I loved his beauty and Love flamed from me:
I grew beautiful, Love whispered my name.
- Jalal-ud-Din Rumi
(Translated by Andrew Harvey from A Year of Rumi)
It was a day of wonder, of miracles unfolding, of God's gentle whisper creating joy amidst the chaos.

It began with a couple, a mother and father, who came into the shelter in the hopes of finding their son. They haven't seen him very often over the past three years. He hit the streets running and keeps looking back to ensure no one's following. We see this fairly often in young men, 19 - 25. Schizophrenia is the big driver. The big push away from stability into a world where voices urge them to act out, strike out -- on their own, at those who love them, for destinations unknown.

For this young man, three years of keeping the voices at bay by listening to their urgings to run away have driven him to the shelter.

And yesterday, his parents came looking. His mother crying. Pleading. Lost. His father tall and stern. One arm around his weeping wife's shoulder, the other held rigidly at his side.

"Have you seen our son?" the mother asked.

By law, we cannot tell. By law, we cannot reveal who is or isn't staying at the shelter. What we can do is take their information and promise to give it to their loved one, if (and that is the if we cannot confirm) they are staying with us.

The staff member took the mother into an office to explain the regulations. The father walked through our day area, a large space where over 500 people gather during the day to chat, to lay their heads down on a table and catch forty winks. An area where, during meal times, over 1,000 people congregate and where at night, the tables are pushed back to create a sleeping space for 150 mats for those who are not over the top intoxicated and can walk up the flight of stairs from the Intox area on the first floor.

It is a busy place and the father wandered through the tables and chairs, his eyes constantly searching.

To no avail.

His son was not there.

The mother, after leaving her contact information, came out of the office and as the staff member lead her back towards her husband a female client approached, looked at the woman and exclaimed, "You must be Kevin's mother! You look just like him."

The mother caught her breath. Tears fell fast. She sighed. "Yes. I am. You know my son?"

"Sure," the woman replied.

And for the next half hour the mother and father sat with this woman, a stranger, who gave them news of her son, who shared what she could.

It was a touching scene. A moving moment of faith, hope and charity.

And then, I checked the Comments on our blog and God's whisper caressed my heart.

In a world where sometimes it does seem like the problems are unending, something happens to make me sit up and realize -- there is no good reason to not make a difference. There is no good reason to stop doing what we do here at the shelter.
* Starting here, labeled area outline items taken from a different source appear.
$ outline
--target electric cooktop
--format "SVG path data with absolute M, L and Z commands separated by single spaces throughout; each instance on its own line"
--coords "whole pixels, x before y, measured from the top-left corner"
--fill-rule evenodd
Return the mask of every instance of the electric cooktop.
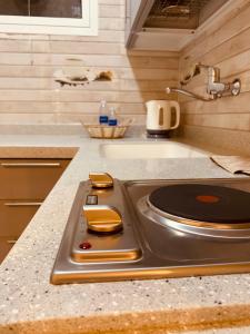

There is no good reason to not care for people in their distress, to not care for them when they're messing up, to not care for them when they're falling down.

Yesterday, a visitor said to me, "You just enable people here (referring to the fact that of the 1200 people we sleep every night, approximately 300 are under the influence of drugs and alcohol).

"Yes," I replied. "We are great enablers. We enable people to stay alive. To keep falling until they find the courage, or strength, or desire -- whatever it takes -- to stop doing what they're doing to hurt themselves so they can start doing things that heal, that help, that support them. We enable people by keeping hope alive even when they've lost all hope."

I leave you the link to delve into. To experience the wonder and the beauty of the human spirit when it alights on truth -- some may remember this post I wrote during our 12 Days of Christmas at the Shelter -- regardless, give yourself the gift of reading this woman's comments at the bottom.

You will be lifted up.

http://thedi.ca/2009/12/hello-just-call-me-happy/

Nameste.

4 comments:

Maureen said...

Just lost my comment. I got an service error message. Weird.

What I will try again to say is: Both the story in this post and the story you received yesterday are gifts that expose what it means to have a heart and feel.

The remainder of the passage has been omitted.